Nouvelle piste pour combattre l’arthrose, un extrait actif de champignon

N’ayez crainte, il ne s’agit pas d’évoquer la découverte d’un nouveau champignon hallucinogène pour vous aider à voir la vie en rose, mais plus sérieusement d’un nouvel espoir de combattre l’arthrose. Mais alors, de quoi s’agit-il ?

Le Cordyceps, un champignon aux origines lointaines

Inutile de vous précipiter dans la forêt la plus proche de chez vous à la recherche de ce champignon rare, si vous souhaitez le rencontrer pour découvrir à quoi il ressemble, vous devrez effectuer un long voyage jusqu’au Tibet puis arpenter ses hauts plateaux à plus de 3 000 mètres d’altitude.

Ce champignon, au nom peu évocateur, pourrait signifier d’un point de vue étymologique, tête de noeud ou tête en massue.
Parasite de la chenille, notamment de la chenille processionnaire du pin, il produit des stromas de couleur orange mesurant environ 5cm de hauteur. Son pied sinueux s’élargit pour former une tête épaisse et rugueuse, d’où le sens étymologique de son nom.

Un champignon aux mille vertus

Utilisé depuis des temps immémoriaux en Chine et au Tibet, le Cordyceps se voit attribuer mille vertus, parmi lesquelles l’augmentation de l’énergie physique, la stimulation sexuelle, le traitement de l’asthme et de la bronchite chronique ou encore l’amélioration des performances sportives des athlètes. Des bienfaits certes louables, mais quels bénéfices offre-t-il envers les pathologies arthrosiques ?

Dans une étude relativement récente, parue le 18 mars 2019 au sein de la revue « Scientific Reports », des chercheurs anglais se sont intéressés plus particulièrement à un composé actif du Cordyceps, la cordycépine.
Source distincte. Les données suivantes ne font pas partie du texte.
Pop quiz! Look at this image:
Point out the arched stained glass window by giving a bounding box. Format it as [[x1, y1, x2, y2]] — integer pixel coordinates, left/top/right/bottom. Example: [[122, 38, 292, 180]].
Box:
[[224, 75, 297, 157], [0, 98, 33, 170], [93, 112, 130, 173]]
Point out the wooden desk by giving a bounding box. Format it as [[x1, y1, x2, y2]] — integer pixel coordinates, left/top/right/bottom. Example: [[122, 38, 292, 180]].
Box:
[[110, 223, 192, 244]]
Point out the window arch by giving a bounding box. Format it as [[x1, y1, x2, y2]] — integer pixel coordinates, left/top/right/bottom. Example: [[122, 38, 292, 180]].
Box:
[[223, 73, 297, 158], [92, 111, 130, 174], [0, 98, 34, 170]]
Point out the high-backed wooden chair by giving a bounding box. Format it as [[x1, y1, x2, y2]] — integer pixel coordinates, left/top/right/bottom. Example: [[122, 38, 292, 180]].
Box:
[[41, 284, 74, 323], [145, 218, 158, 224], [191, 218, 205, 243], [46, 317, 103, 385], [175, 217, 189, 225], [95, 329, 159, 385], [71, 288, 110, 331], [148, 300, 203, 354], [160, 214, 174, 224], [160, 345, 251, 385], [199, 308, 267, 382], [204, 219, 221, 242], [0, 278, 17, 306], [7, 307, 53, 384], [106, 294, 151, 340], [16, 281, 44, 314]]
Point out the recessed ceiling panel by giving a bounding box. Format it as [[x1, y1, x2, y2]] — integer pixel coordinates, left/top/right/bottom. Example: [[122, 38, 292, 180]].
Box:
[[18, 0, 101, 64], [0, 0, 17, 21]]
Une nouvelle étude orientée sur son action thérapeutique contre l’arthrose

Si de précédentes études s’étaient attachées à mettre en exergue les vertus anticancéreuses de la cordycépine capable de ralentir la croissance et la division cellulaire, le Dr Cornelia de Moor, chercheuse en pharmacologie à l’université de Nottimgham, a tenté d’isoler une molécule impliquée dans l’inflammation et la destruction des tissus cartilagineux.
La molécule identifiée, l’objectif avoué était de parvenir à la neutraliser de façon à stopper le processus inflammatoire, c’est ainsi que fut testé la substance nommée cordycépine, extraite du champignon Cordyceps militaris.

Des résultats prometteurs

Durant ces travaux, les chercheurs ont étudié les effets de la cordycépine sur des rats souffrant d’arthrose, mais également sur des tissus articulaires humains.
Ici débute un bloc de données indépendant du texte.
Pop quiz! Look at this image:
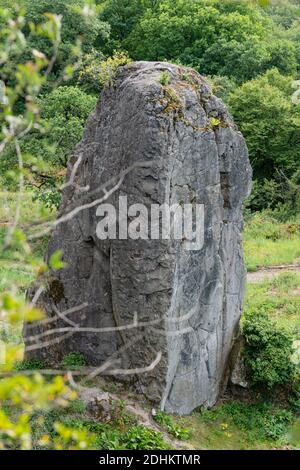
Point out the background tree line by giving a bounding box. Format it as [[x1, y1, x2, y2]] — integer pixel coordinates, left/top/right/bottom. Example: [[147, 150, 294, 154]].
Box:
[[0, 0, 300, 218]]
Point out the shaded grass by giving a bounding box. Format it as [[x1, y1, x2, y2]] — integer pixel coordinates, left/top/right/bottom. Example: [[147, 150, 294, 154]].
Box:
[[0, 192, 50, 293], [179, 400, 294, 450]]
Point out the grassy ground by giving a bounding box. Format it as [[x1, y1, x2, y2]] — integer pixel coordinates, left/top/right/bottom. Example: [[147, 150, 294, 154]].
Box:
[[244, 272, 300, 339], [0, 193, 300, 449], [0, 192, 50, 292], [243, 213, 300, 271]]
Selon le Dr Moor, la substance étudiée a permis, non seulement de réduire la douleur, mais également de stopper la progression des lésions chez les animaux.
Plus intéressant encore, les résultats obtenus l’ont été grâce à un mécanisme différent de tout autre anti-inflammatoire existant sur le marché.
La cordycépine est en capacité de prévenir l’inflammation liée à l’arthrose en agissant sur la dernière étape de fabrication d’un ARN messager (acide ribonucléique), la polyadénylation.
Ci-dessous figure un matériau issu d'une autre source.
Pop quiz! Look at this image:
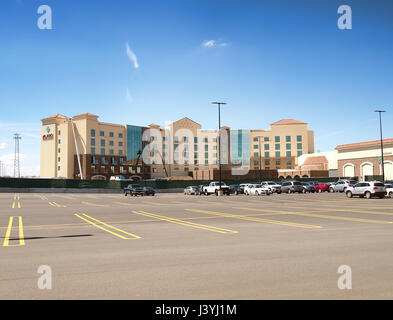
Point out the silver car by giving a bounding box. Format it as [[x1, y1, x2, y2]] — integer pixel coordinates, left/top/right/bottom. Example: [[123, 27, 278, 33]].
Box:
[[345, 181, 386, 199], [281, 181, 304, 193], [329, 180, 356, 192]]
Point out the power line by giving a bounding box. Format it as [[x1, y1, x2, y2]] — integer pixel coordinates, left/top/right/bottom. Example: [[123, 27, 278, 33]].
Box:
[[14, 133, 22, 178]]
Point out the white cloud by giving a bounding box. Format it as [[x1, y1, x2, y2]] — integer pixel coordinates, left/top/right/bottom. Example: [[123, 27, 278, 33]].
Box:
[[126, 42, 139, 69], [126, 87, 134, 103], [202, 39, 229, 48], [202, 40, 216, 48]]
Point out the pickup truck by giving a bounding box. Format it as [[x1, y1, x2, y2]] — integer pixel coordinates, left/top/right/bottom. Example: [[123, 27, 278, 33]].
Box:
[[202, 181, 230, 196]]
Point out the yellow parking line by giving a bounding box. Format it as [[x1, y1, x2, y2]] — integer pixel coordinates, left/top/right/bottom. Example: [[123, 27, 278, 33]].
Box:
[[82, 201, 108, 207], [132, 210, 238, 234], [184, 209, 322, 229], [3, 216, 25, 247], [233, 207, 393, 224], [75, 213, 141, 239]]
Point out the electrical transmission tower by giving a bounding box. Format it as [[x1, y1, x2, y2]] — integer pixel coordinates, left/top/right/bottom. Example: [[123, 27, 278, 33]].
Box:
[[14, 133, 22, 178]]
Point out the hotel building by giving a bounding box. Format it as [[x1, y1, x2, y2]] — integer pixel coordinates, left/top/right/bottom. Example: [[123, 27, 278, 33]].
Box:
[[40, 113, 314, 180]]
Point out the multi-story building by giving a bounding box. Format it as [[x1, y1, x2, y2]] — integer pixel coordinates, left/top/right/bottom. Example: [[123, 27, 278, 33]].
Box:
[[41, 113, 314, 179]]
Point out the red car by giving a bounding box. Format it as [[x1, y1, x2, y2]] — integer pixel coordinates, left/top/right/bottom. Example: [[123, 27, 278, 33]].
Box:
[[314, 182, 329, 192]]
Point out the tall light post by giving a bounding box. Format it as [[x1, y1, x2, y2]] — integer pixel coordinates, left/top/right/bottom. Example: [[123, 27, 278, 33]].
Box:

L’espoir d’un nouveau traitement antalgique

Selon le Dr Moor, qui a dirigé cette étude, les espoirs placés dans la cordycépine pourraient déboucher à terme sur une nouvelle classe d’analgésiques : les inhibiteurs de la polyadénylation.

Si les scientifiques ayant effectué ces recherches sont parfaitement conscients du long chemin restant à parcourir avant qu’un médicament dérivé de la cordycépine ne soit mis à la disposition des patients humains, ils semblent toutefois très enthousiastes face aux perspectives prometteuses entraperçues.